Auswertung von Verlustursachen beim Rotmilan in Sachsen-Anhalt über mehrere Jahrzehnte - Kompetenzzentrum Naturschutz und Energiewende Auswertung von Verlustursachen beim Rotmilan in Sachsen-Anhalt über mehrere Jahrzehnte - Kompetenzzentrum Naturschutz und Energiewende

Berlin, 15. April 2020

KNE-Lesetipp

Auswertung von Verlustursachen beim Rotmilan in Sachsen-Anhalt über mehrere Jahrzehnte

Titel: Kolbe et al. (2019): Totfundstatistik und Verlustursachen beim Rotmilan Milvus milvus in Sachsen-Anhalt.

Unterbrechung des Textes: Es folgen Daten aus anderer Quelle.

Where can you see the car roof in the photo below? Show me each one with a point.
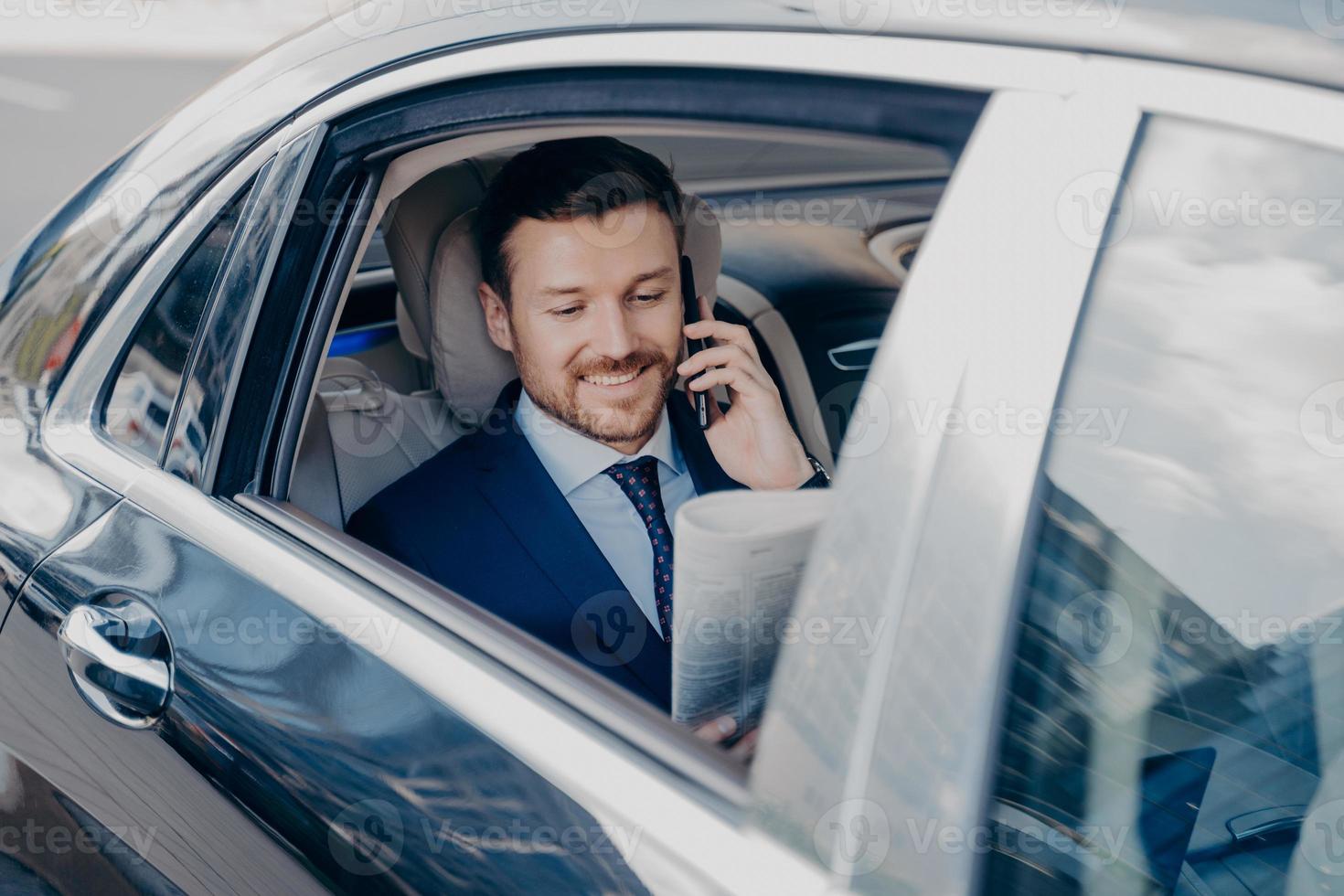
(190, 149)
(1260, 37)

Für den Rotmilan besteht eine besondere Verantwortung Deutschlands, da über 50 Prozent des Weltbestands der Art in Deutschland lebt. Im Zusammenhang mit der Windenergie steht er als vergleichsweise häufig mit den Rotoren kollidierende Art regelmäßig im Fokus, zumal die Bestandsentwicklung in Mittel- und insbesondere Ostdeutschland, wo bereits vergleichsweise viele Windenergieanlagen (WEA) stehen, rückläufig ist. Gleichwohl gibt es neben den Kollisionen mit WEA noch eine Reihe anderer Verlustursachen.

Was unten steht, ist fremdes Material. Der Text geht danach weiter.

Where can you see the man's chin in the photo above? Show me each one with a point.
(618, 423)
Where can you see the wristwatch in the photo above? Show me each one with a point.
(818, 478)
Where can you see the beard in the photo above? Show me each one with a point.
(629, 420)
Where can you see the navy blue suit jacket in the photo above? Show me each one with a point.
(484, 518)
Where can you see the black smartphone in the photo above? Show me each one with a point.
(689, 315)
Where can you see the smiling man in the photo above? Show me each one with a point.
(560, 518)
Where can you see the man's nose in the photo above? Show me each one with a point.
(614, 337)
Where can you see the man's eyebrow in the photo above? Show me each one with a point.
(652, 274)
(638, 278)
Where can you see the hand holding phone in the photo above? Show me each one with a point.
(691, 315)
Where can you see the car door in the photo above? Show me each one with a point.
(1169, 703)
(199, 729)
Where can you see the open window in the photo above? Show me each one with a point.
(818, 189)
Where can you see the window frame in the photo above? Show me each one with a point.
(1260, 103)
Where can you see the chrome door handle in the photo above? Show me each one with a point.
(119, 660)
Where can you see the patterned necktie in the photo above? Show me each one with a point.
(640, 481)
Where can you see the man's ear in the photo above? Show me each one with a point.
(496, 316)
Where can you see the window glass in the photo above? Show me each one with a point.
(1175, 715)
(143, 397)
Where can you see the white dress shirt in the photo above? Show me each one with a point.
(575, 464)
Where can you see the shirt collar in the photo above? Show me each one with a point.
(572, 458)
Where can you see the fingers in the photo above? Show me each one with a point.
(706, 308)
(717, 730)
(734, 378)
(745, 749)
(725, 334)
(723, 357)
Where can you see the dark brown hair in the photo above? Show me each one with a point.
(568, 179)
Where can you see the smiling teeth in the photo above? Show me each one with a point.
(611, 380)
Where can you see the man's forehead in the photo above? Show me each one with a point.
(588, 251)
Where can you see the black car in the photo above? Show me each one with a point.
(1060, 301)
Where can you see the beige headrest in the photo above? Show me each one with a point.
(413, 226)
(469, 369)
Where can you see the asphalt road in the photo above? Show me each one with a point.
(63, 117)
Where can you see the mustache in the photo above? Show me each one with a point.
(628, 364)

Um zu den Verlustursachen insgesamt vertiefende Erkenntnisse zu gewinnen, werteten die Autoren alle bekannt gewordenen Totfunde und Verluste von Rotmilanen für Sachsen-Anhalt über einen Zeitraum von fast 70 Jahren aus – zu 277 von 658 Datensätzen lagen eindeutige Verlustursachen vor. Die Auswertung erfolgte für zwei Altersklassen (Todfund im ersten Kalenderjahr und älter) und zwei Zeiträume (1951 bis 1999 und 2000 bis 2019). Erst Mitte der 1990er Jahre begann die Windenergie-Entwicklung in Sachsen-Anhalt.

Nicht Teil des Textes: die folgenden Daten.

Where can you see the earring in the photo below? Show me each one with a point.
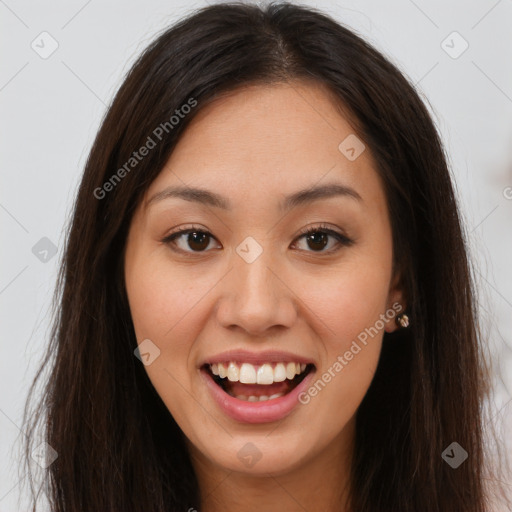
(402, 320)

Die Autoren diskutieren die Zahlen anhand der einzelnen Verlustursachen und stellen überdies dekadenbezogene, saisonale und populationsbezogene Auswertungen an.

Ein Ergebnis der Auswertung ist, dass im ersten Auswertungszeitraum die Verluste an Freileitungen (fast 29 Prozent) und durch menschliche Verfolgung (27 Prozent) deutlich dominierten, während  diese Faktoren im Zeitraum ab dem Jahr 2000 kaum noch eine Rolle spielten. Dafür trat in diesem Zeitraum der Anteil an Kollisionsopfern durch WEA in den Vordergrund (45,6 Prozent). Mit einer Herausrechnung der nicht über die zentrale Fundkartei der Vogelschutzwarte Brandenburg erfolgten Meldungen versuchen die Autoren eine wahrscheinliche Überrepräsentierung durch die systematische Absuche von WEA und die durch die Existenz und Bekanntheit der Fundkartei erleichterte Meldung von „Windenergie-Opfern“ zu korrigieren. Dies führt zu einer Reduktion des Anteils auf 27 Prozent der Verlustursachen. Einzeln betrachtet ist die Windenergie hiernach immer noch Haupt-Verlustursache, ungefähr gleichauf, wenn man die beiden Verkehrsträger Straße und Schiene aufaddiert. Der Anteil an Kollisionen mit Fahrzeugen nimmt seit den 1960er Jahren kontinuierlich zu (13 Prozent im Auswertungszeitraum 2000 – 2019).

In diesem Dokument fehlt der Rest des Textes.